Issues creating and viewing transactions

Incident Report for Signhost Verified Signing

Postmortem

What happened?
Yesterday, March 13, some of our customers experienced issues with transactions failing to complete and occasional unreliability in our Portal when accepting user input. We understand how frustrating this can be, and we sincerely apologize for any inconvenience caused.

What we did
Our team immediately began investigating by analyzing logs, webserver telemetry, and other platform metrics. At 13:09 CET, we identified and restarted a web application node that was not functioning correctly. This initially resolved the errors. However, we continued monitoring and noticed other issues, such as web connections growing steadily without decreasing as expected. To ensure stability, we removed the problematic node from our load balancer, which restored normal platform operations.

What caused the issue?
The issue stemmed from a release we deployed on Thursday, March 13, at 12:28 CET. One webserver node began experiencing intermittent database connection failures, which led to the errors observed. Over time, these database connection issues persisted, causing further complications. Upon further investigation, it turned out that our routine application reboot process that is fired upon reboot and release did not cleanly close and reopen all connections, causing connections to keep rising and in the end destabilize our platform.

What are we doing next?
To prevent similar issues and ensure uninterrupted service, we are taking the following steps:

  • Enhanced monitoring: Improving our system health monitoring to detect issues faster and reduce resolution times.
  • Service provider collaboration: Working with our service provider to address the root cause of the database connection errors.
  • Platform improvements: We identified some core improvements in how our services reconnect upon reboot. This way continuous releasing and rebooting continues to work as expected: without any platform impact with failovers to our multiple backup nodes.
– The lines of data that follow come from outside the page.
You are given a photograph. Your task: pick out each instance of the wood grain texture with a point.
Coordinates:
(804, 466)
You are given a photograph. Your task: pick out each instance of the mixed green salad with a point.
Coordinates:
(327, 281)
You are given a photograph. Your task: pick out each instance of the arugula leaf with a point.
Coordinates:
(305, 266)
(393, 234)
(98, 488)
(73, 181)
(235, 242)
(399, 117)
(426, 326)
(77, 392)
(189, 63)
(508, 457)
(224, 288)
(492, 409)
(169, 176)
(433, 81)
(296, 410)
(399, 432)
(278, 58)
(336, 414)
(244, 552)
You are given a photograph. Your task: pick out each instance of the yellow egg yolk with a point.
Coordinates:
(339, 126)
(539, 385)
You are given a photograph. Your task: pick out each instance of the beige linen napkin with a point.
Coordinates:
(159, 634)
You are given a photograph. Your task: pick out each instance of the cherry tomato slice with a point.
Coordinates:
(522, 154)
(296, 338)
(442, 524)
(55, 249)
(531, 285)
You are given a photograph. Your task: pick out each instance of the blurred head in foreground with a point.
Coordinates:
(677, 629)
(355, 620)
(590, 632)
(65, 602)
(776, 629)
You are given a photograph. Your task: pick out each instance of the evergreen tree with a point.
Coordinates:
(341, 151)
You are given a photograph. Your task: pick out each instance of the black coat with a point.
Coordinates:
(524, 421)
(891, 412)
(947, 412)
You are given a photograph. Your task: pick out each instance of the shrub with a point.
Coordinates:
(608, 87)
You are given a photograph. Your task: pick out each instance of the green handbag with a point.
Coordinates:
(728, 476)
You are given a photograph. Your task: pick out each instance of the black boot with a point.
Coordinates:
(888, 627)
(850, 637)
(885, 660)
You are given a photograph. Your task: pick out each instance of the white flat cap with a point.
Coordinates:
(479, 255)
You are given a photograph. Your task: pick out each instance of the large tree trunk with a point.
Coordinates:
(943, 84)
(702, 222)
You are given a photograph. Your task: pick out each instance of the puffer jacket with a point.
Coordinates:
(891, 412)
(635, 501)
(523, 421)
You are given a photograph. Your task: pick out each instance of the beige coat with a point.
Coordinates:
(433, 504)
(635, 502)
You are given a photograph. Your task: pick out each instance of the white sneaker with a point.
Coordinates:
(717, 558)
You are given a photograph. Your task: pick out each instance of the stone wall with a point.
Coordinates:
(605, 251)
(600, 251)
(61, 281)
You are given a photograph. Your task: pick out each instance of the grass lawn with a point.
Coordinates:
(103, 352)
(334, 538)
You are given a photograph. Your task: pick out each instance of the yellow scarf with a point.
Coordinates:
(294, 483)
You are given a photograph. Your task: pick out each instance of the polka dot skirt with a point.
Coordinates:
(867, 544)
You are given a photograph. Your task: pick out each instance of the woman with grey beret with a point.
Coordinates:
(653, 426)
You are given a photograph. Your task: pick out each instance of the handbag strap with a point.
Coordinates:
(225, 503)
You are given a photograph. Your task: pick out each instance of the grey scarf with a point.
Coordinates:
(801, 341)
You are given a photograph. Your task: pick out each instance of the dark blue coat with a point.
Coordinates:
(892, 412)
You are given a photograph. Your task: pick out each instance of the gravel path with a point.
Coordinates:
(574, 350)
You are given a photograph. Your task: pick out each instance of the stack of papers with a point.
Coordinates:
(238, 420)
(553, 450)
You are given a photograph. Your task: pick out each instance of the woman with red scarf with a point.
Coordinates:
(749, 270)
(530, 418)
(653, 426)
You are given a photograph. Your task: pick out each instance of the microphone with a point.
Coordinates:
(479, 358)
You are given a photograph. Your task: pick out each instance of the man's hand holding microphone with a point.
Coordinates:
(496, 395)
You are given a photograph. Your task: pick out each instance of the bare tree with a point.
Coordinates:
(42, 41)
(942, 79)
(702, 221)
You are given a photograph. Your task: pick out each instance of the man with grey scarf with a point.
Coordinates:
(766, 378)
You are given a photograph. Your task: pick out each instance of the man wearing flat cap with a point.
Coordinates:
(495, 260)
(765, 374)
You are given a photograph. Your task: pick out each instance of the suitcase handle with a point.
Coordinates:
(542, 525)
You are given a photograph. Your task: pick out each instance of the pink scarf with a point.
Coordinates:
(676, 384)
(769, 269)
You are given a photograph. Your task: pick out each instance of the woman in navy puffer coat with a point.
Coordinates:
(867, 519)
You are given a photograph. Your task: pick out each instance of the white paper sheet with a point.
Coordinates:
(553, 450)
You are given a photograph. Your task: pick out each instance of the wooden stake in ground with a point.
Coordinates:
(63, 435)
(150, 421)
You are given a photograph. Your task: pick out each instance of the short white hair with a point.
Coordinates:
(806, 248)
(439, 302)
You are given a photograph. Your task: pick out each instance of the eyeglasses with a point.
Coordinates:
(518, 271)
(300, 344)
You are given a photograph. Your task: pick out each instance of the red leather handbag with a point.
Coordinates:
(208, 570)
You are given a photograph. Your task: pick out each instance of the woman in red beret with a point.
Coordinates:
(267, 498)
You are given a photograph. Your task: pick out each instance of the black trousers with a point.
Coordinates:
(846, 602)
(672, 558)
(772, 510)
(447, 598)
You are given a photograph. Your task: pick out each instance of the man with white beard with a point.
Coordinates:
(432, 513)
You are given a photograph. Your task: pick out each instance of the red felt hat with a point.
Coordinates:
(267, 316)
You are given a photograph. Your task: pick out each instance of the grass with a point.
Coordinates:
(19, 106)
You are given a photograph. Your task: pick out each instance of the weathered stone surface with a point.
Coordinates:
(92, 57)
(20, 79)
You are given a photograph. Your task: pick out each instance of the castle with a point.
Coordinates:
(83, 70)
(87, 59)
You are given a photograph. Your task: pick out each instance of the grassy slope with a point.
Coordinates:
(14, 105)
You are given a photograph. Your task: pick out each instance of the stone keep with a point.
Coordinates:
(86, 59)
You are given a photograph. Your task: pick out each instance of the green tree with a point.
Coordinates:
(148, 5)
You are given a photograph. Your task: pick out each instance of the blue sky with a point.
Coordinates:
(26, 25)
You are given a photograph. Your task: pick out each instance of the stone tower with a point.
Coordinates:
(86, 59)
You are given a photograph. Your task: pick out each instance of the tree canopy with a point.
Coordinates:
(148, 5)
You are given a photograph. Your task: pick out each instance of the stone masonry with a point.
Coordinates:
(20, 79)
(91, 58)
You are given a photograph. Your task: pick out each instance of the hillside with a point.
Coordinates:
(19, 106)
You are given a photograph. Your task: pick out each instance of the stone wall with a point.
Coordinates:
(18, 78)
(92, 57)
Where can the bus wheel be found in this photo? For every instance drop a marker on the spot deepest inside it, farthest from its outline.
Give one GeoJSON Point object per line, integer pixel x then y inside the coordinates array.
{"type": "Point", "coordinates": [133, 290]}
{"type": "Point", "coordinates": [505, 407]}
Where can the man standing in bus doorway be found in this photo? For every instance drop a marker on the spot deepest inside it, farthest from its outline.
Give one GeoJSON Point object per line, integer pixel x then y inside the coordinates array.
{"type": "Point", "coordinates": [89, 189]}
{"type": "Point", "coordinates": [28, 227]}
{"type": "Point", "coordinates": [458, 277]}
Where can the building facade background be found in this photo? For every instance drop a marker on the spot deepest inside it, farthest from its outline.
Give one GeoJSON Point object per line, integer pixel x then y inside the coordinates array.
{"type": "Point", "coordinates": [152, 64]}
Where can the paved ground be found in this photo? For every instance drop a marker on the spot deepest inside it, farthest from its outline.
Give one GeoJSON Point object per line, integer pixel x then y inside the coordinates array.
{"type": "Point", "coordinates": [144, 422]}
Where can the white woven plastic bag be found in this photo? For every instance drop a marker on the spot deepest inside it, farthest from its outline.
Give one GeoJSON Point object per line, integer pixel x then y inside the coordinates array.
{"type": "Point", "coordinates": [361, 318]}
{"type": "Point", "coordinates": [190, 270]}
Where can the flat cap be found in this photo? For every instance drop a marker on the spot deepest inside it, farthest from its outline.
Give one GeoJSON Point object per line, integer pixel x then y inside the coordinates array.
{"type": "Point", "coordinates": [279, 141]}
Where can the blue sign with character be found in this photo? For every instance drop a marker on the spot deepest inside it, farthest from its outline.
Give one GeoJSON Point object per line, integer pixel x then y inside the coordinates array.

These measures are part of our ongoing commitment to providing a reliable, high-availability platform. We are dedicated to delivering a seamless signing service 24/7 and will continue to prioritize improvements to meet your expectations. We follow a continuous releasing process that allows us to release multiple times a day and even a week, and we are committed to keep this a flawless and fast process to enhance and secure our platform without any scheduled, let alone accidental, downtime. Thank you for your patience and understanding as we work to make our platform even better.

Posted Mar 14, 2025 - 15:14 CET

Resolved

This incident has been resolved.
Posted Mar 13, 2025 - 14:58 CET

Monitoring

A fix is implemented and we're monitoring the results.
Posted Mar 13, 2025 - 13:42 CET

Investigating

We are currently investigating this issue.
Posted Mar 13, 2025 - 13:21 CET
This incident affected: API and Portal.